Markets will continue to focus on the supply picture in the short term. Resolving the demand side of the equation will be especially challenging given the level of demand reductions needed across the board. USDA lowered corn use across the three main use categories, feed, ethanol and exports. Feed demand is expected to be hit the most, with corn use expected to decline some 725 million bushels from the July estimate and now down 475 million bushels (10.4% from a year ago). Some have argued that the impact of the corn supply reductions on feed demand will not be as severe because part of the ethanol use will flow back into feed via ethanol by-products, such as DDGs. The argument is that for three bushels of corn used to make ethanol, one bushel goes back into the feed supply via DDGS. USDA projects corn use for ethanol in 2012/13 at 4.5 billion bushels, about 725 million bushels less than in the July report and some 475 million bushels less than a year ago. The combined corn feed/ DDG supply in 2011/12 is calculated at 6.05 billion bushels of corn equivalent (4.55 corn + (5 ethanol * 30% DDG). In 2012/13, that corn/DDG supply is estimated at 5.425 billion bu. corn equivalent, a 10.3% reduction.

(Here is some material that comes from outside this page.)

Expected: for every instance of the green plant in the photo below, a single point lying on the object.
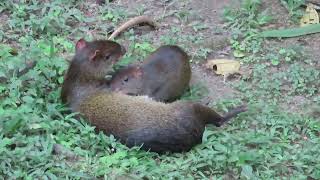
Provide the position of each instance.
(293, 8)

Even when accounting for DDGs, there is no escaping the dramatic impact that the short corn crop will have on the livestock and poultry sector. The USDA estimate of a 10% reduction in ethanol use does not reflect expectations for a waving of the ethanol mandate, USDA never makes such speculation in their estimates. Rather, it reflects the expected impact of higher corn prices on ethanol profits and the use of stockpiled Renewable Identification Numbers (RINs) by refiners. By some estimates, there are about 1 billion bu. corn equivalent of such numbers out there. USDA also expects corn exports to decline some 250 million bushels or 16% from a year ago. There have been some reports of major corn export shipments recently and it remains to be seen how world buyers respond. Wheat world supplies are not as abundant and are much more expensive than they were a year ago.